Christ bestowed His prophetic office upon His Church

Prophet has come to signify someone who accurately foretells the future, but that is a very minor part of the prophetic office.

 

A prophet in Scripture is someone who speaks on God’s behalf; he instructs the people in the things of God and in their moral obligations.

On the day before His crucifixion, a Thursday, Christ assured the first leaders of His Church that they would not be abandoned after His death to their own resources.  He told them that He still had much to teach them, but that they could not be expected to take it all in at this time.  No less than three times that evening He made the following promise: “God will give you another to befriend you, the Holy Spirit; He is the truth-giving Spirit and He is to dwell continually with you for ever.  He will recall to your minds everything I have said to you, He will make everything plain, He will guide you into all truth and will make plain to you what is still to come” (John 16:12-13).  The Apostles would have recalled that Christ had said to them earlier, “He who listens to you, listens to Me; he who despises you despises Me; ….” (Luke 10:16).  Here Christ equates listening to the future leaders of His church with listening to Him personally!

Three weeks after Our Lord’s resurrection from the dead, there is another moving encounter between Christ and Peter.

 

Peter and four of the Apostles had been out in a boat fishing all night and had caught absolutely nothing.  They were approaching the shore, their spirits no doubt somewhat despondent, when through the early morning mist they spotted Jesus standing beside a fire.  He called to them to cast out their net on the right hand side of the boat.  They obeyed and were astonished to find that they had such a large catch that they could scarcely drag the net ashore.  Christ then cooked their breakfast, and after the sun had risen over the lake, He called Peter aside and the following conversation ensued:

Christ: “Simon, son of John, do you care for Me more than these others?”

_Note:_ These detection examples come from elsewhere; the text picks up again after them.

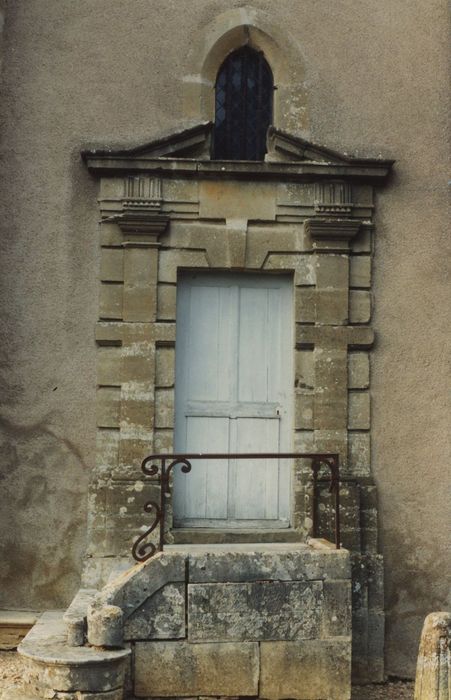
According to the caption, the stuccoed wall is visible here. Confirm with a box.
[0,0,451,676]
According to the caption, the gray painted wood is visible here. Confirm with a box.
[174,273,293,528]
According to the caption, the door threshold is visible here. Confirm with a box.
[171,527,305,544]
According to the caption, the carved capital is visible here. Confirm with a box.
[304,217,360,252]
[115,206,169,245]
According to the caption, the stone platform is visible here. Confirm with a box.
[7,540,351,700]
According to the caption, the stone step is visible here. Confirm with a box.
[63,588,97,647]
[0,685,37,700]
[0,610,40,651]
[17,612,131,700]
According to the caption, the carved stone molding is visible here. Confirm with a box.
[304,217,360,251]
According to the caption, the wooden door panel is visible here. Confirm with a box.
[174,273,293,527]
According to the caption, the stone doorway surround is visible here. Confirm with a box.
[83,123,393,681]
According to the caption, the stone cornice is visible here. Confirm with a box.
[81,122,394,183]
[85,154,392,184]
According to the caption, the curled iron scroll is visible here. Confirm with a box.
[132,501,161,562]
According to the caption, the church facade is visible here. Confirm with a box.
[2,2,448,697]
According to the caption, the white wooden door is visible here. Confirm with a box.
[174,273,293,528]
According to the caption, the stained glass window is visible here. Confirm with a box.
[213,46,274,160]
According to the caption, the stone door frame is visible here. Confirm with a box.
[83,124,392,678]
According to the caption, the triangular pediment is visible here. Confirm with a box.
[82,122,213,160]
[82,122,394,180]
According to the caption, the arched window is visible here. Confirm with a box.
[213,46,274,160]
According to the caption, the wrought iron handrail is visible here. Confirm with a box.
[132,452,340,562]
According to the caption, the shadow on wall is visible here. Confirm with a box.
[0,417,89,610]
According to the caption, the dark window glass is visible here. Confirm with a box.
[213,46,274,160]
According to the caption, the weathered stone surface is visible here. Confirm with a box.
[135,641,259,697]
[316,255,349,291]
[321,580,351,637]
[0,610,39,650]
[184,540,350,583]
[156,389,174,428]
[99,282,124,320]
[97,345,122,386]
[97,387,121,428]
[87,604,124,649]
[188,581,322,642]
[158,250,208,284]
[348,432,371,476]
[199,180,276,221]
[259,637,351,700]
[18,613,130,697]
[100,248,124,282]
[348,391,370,430]
[294,390,314,430]
[124,583,186,640]
[295,350,315,390]
[157,284,177,321]
[264,253,316,287]
[348,352,370,389]
[349,289,371,323]
[63,588,97,647]
[415,612,451,700]
[98,550,186,618]
[123,246,158,322]
[349,255,371,289]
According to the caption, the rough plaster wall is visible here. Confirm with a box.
[0,0,451,675]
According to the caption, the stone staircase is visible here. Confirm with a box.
[1,540,351,700]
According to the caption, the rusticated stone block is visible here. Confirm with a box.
[264,253,316,287]
[415,612,451,700]
[99,283,124,320]
[99,551,185,618]
[124,583,185,640]
[295,350,315,391]
[349,289,371,323]
[199,180,276,221]
[100,248,124,282]
[155,389,174,428]
[246,224,305,268]
[348,352,370,389]
[134,641,259,698]
[294,391,313,430]
[18,613,130,698]
[123,247,158,321]
[348,432,370,476]
[88,605,123,648]
[158,250,208,284]
[188,540,351,583]
[315,289,349,326]
[157,284,177,321]
[97,345,122,386]
[349,255,371,289]
[188,581,322,642]
[155,347,175,387]
[96,387,121,428]
[321,580,352,637]
[259,637,351,700]
[316,255,349,290]
[348,391,370,430]
[294,287,316,323]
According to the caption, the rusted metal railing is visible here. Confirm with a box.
[132,452,340,562]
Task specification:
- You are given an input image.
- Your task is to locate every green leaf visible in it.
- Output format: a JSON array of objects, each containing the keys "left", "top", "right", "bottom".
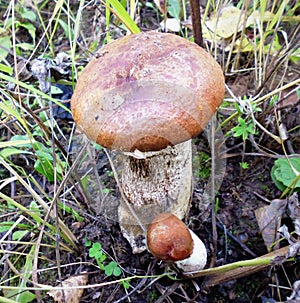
[
  {"left": 104, "top": 261, "right": 122, "bottom": 277},
  {"left": 101, "top": 0, "right": 141, "bottom": 34},
  {"left": 0, "top": 63, "right": 14, "bottom": 75},
  {"left": 34, "top": 150, "right": 54, "bottom": 182},
  {"left": 12, "top": 230, "right": 28, "bottom": 241},
  {"left": 20, "top": 22, "right": 36, "bottom": 41},
  {"left": 21, "top": 7, "right": 36, "bottom": 22},
  {"left": 0, "top": 36, "right": 12, "bottom": 62},
  {"left": 89, "top": 242, "right": 102, "bottom": 258},
  {"left": 271, "top": 157, "right": 300, "bottom": 191},
  {"left": 0, "top": 147, "right": 32, "bottom": 159},
  {"left": 167, "top": 0, "right": 181, "bottom": 20}
]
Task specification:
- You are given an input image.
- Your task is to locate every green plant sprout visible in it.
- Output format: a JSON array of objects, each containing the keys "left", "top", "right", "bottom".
[
  {"left": 232, "top": 117, "right": 256, "bottom": 141},
  {"left": 240, "top": 162, "right": 249, "bottom": 169},
  {"left": 85, "top": 240, "right": 122, "bottom": 277},
  {"left": 271, "top": 157, "right": 300, "bottom": 192}
]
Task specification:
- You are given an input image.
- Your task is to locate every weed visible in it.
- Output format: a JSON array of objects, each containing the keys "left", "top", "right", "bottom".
[{"left": 85, "top": 241, "right": 122, "bottom": 280}]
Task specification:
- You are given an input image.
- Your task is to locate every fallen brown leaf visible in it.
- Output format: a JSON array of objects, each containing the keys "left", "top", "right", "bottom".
[
  {"left": 255, "top": 199, "right": 287, "bottom": 251},
  {"left": 48, "top": 274, "right": 88, "bottom": 303}
]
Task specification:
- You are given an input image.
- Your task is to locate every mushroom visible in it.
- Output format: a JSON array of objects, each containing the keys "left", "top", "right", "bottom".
[
  {"left": 147, "top": 213, "right": 207, "bottom": 272},
  {"left": 71, "top": 32, "right": 225, "bottom": 253}
]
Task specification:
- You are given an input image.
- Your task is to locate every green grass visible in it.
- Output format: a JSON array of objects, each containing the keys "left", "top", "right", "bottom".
[{"left": 0, "top": 0, "right": 300, "bottom": 302}]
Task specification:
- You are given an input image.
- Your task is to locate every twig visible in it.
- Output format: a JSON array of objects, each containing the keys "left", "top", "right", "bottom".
[
  {"left": 190, "top": 0, "right": 203, "bottom": 47},
  {"left": 183, "top": 245, "right": 290, "bottom": 287}
]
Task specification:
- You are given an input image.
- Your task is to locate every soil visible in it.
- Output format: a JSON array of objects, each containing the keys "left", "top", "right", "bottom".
[{"left": 0, "top": 0, "right": 300, "bottom": 303}]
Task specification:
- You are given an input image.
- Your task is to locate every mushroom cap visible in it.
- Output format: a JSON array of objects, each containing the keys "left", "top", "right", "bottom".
[
  {"left": 147, "top": 213, "right": 194, "bottom": 262},
  {"left": 71, "top": 32, "right": 225, "bottom": 152}
]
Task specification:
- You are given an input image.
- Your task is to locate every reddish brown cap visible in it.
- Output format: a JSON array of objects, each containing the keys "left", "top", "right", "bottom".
[
  {"left": 72, "top": 32, "right": 225, "bottom": 151},
  {"left": 147, "top": 213, "right": 194, "bottom": 261}
]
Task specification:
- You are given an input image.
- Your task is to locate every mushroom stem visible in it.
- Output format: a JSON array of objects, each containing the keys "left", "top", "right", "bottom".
[
  {"left": 175, "top": 229, "right": 207, "bottom": 273},
  {"left": 147, "top": 213, "right": 207, "bottom": 273},
  {"left": 119, "top": 140, "right": 192, "bottom": 253}
]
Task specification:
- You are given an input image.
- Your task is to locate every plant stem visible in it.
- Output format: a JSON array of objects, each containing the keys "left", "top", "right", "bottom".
[{"left": 190, "top": 0, "right": 203, "bottom": 47}]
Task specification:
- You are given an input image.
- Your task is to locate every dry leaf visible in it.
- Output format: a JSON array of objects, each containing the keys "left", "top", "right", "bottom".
[
  {"left": 255, "top": 199, "right": 287, "bottom": 251},
  {"left": 48, "top": 274, "right": 88, "bottom": 303},
  {"left": 203, "top": 6, "right": 244, "bottom": 39}
]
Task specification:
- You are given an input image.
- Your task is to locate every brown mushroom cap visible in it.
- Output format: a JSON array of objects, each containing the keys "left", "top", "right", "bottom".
[
  {"left": 71, "top": 32, "right": 224, "bottom": 151},
  {"left": 147, "top": 213, "right": 194, "bottom": 261}
]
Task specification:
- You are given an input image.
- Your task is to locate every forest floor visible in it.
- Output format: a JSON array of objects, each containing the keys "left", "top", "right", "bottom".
[{"left": 0, "top": 1, "right": 300, "bottom": 303}]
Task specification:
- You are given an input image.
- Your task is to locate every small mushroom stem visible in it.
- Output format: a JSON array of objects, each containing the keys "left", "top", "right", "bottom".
[
  {"left": 119, "top": 140, "right": 192, "bottom": 253},
  {"left": 175, "top": 229, "right": 207, "bottom": 273}
]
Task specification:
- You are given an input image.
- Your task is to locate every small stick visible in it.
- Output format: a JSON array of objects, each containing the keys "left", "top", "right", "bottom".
[
  {"left": 183, "top": 245, "right": 290, "bottom": 288},
  {"left": 190, "top": 0, "right": 203, "bottom": 47}
]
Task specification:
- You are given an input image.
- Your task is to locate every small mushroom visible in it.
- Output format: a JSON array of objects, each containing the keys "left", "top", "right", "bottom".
[
  {"left": 147, "top": 213, "right": 207, "bottom": 272},
  {"left": 71, "top": 32, "right": 225, "bottom": 253}
]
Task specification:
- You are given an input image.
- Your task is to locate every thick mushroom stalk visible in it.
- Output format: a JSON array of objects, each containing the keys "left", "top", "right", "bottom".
[
  {"left": 147, "top": 213, "right": 207, "bottom": 272},
  {"left": 71, "top": 32, "right": 225, "bottom": 252}
]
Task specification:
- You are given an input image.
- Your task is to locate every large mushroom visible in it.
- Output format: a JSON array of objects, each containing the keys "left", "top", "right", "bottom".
[{"left": 71, "top": 32, "right": 225, "bottom": 252}]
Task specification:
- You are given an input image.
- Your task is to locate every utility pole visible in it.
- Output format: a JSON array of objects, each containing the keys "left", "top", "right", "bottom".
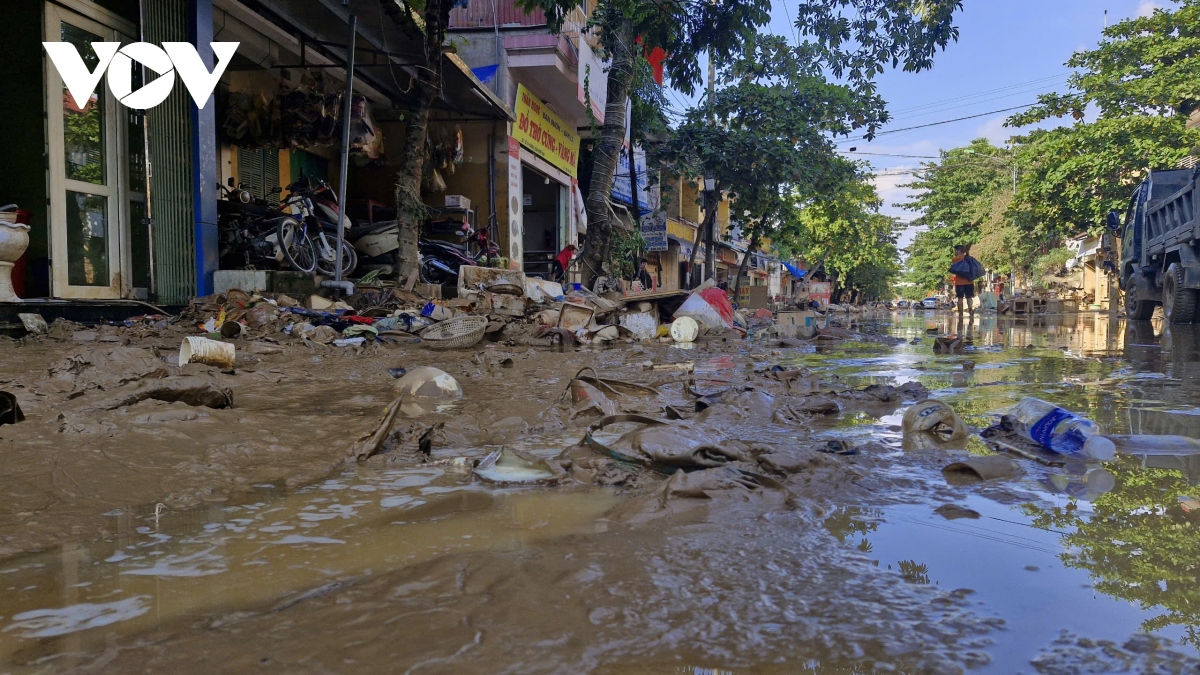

“Yes Lord,” Peter responded, “You know well that I love You.”

Then Christ said to him, “Feed My lambs.”  Then a second time Christ asked Peter, “Simon, son of John, do you care for Me?”

“Yes Lord,” Peter responded again, “You know well that I love You.”

Christ said to him, “Tend My shearlings.”  Then Christ said to him, “Simon, son of John, do you love Me?”

Simon was deeply moved at this point and responded, “Lord, You know all things; You can tell that I love You.”

Jesus said to him, “Feed My sheep” (John 21:15-17).

This exchange further clarifies the sort of office that Christ was putting in place to govern His Church: the future papacy.  Peter had not been merely given the power to bind and to loose, he was also required to be a shepherd, to take care of Christ’s followers, to lead them and feed them spiritually: the papacy was to have a pastoral role in Christ’s Church that was every bit as important as its governing role.

Rite of Entry

A few weeks after the above encounter with Peter, Christ arranged to meet all His Apostles somewhere in Galilee.  He had this to say to them: “All authority in Heaven and on earth has been given to Me; you, therefore, must go out all over the world, and preach the gospel to the whole of creation, making disciples of all nations, and baptising them in the name of the Father, and of the Son, and of the Holy Ghost, teaching them to observe all of the commandments that I have given you: he who believes and is baptised will be saved; he who refuses belief will be condemned” (Matthew 28:16-20, Mark 16:15-18, Luke 24:44-48).

Christ’s Church now has a clear divine mandate, plus a specific rite of entry, namely baptism in the name of the Trinity.

 

Note: because Christ said “all nations” the Church calls itself “Catholic”.  The word “Catholic” emphasises the truth that Christ’s Church is for all people and all times.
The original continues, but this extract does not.